According to the Merriam-Webster English dictionary, misogyny means hatred of, aversion to or prejudice against women. How to use it in a statement: The idea that women love to shop on men’s money is misogynistic in nature, telling women that they cannot drive is misogyny, not listening to your boss because she is a woman is misogyny, etc.
The word originates from the Ancient Greek word, misogunia used by many philosophers in 150 BC. People who believe or act on this prejudice are known as misogynists.
Take another example, that of Niccolo Machiavelli and what he writes in his book, The Prince. The chapter title read- How a state is ruined because of women. Maybe Machiavelli too was not aware of what misogyny means like our politicians?
This comment by Raab is not unfamiliar to Indian readers. Men, particularly ones in power who make headlines in India, have multiple such instances where they have ended up making a misogynistic statement against women in the garb of ‘protecting’ them. That is the saviour complex- bechari auraat?
In 2014, forget protecting, the Samajwadi Party chief Mulayam Singh Yadav said, “Boys will be boys, mistakes can be made.” This comment was in reference to Yadav’s opposition to capital punishment in rape cases. He said that girls befriend boys, then due to differences file rape charges while accepting boys make mistakes. “So should we hang them?” he said in a rally at Moradabad.
Things don’t change in case the woman in conversation is a powerful one. Dayashankar Singh, leader of Bharatiya Janta Party (BJP) compared Bahujan Samaj Party chief and former Chief Minister of Uttar Pradesh, Mayawati with a prostitute. He said that even a prostitute fulfils her commitment after getting paid. But Mayawati, such a big leader in UP, sells party tickets to anyone who pays her the highest amount.” Singh told reporters, repeatedly using the word “vaishya” in Hindi, which means ‘prostitute.’
The Prime Minister of India too was questioned a few years ago for how he congratulated Prime Minister of Bangladesh, Sheikh Hasina for her zero tolerance towards terrorism.
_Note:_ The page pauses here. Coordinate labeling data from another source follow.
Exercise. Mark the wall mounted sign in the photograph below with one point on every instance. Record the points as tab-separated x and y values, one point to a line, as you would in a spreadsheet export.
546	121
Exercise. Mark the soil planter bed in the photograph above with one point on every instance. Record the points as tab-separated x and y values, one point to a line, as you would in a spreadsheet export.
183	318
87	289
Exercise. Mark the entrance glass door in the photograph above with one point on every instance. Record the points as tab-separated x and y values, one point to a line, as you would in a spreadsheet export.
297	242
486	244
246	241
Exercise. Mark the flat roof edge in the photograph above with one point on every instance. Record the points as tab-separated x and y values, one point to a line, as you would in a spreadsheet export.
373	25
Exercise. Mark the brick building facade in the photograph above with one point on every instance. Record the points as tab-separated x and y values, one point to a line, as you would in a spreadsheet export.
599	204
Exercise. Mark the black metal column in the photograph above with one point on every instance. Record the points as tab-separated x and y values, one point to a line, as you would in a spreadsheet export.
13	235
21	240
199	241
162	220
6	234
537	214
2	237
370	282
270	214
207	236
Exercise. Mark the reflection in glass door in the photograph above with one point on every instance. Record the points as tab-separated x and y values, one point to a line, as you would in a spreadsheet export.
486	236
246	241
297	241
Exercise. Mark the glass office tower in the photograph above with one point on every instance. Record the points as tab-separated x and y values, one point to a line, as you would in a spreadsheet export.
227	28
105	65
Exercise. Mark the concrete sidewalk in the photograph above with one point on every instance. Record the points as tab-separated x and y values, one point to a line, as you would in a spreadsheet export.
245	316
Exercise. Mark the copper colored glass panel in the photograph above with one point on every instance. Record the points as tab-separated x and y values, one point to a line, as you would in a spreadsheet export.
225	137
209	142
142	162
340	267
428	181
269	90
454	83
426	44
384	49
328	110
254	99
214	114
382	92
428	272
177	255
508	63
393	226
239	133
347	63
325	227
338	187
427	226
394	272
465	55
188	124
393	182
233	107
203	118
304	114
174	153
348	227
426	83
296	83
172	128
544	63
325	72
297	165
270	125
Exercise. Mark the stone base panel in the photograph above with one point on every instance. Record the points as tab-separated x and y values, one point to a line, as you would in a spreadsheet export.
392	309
He reportedly added, “despite being a woman.” Can women leaders not fight terrorism?
— Sona Mohapatra (@sonamohapatra) June 8, 2015
Going back to Boris’s comment on misogyny, several police forces within Britain have adopted misogyny or gender as a form of hate crime. It includes Nottinghamshire, North Yorkshire, Avon and Somerset, according to a report by iNews, UK.
Associate Professor Loretta Trickett of Nottingham Law School in a report said that Boris Johnson’s comment display an unwillingness to listen to women’s experiences and recognise the crimes against women are misogyny driven.
By including misogyny as hate crime, one recognises that most of these crimes against women come from a space of hostility towards women.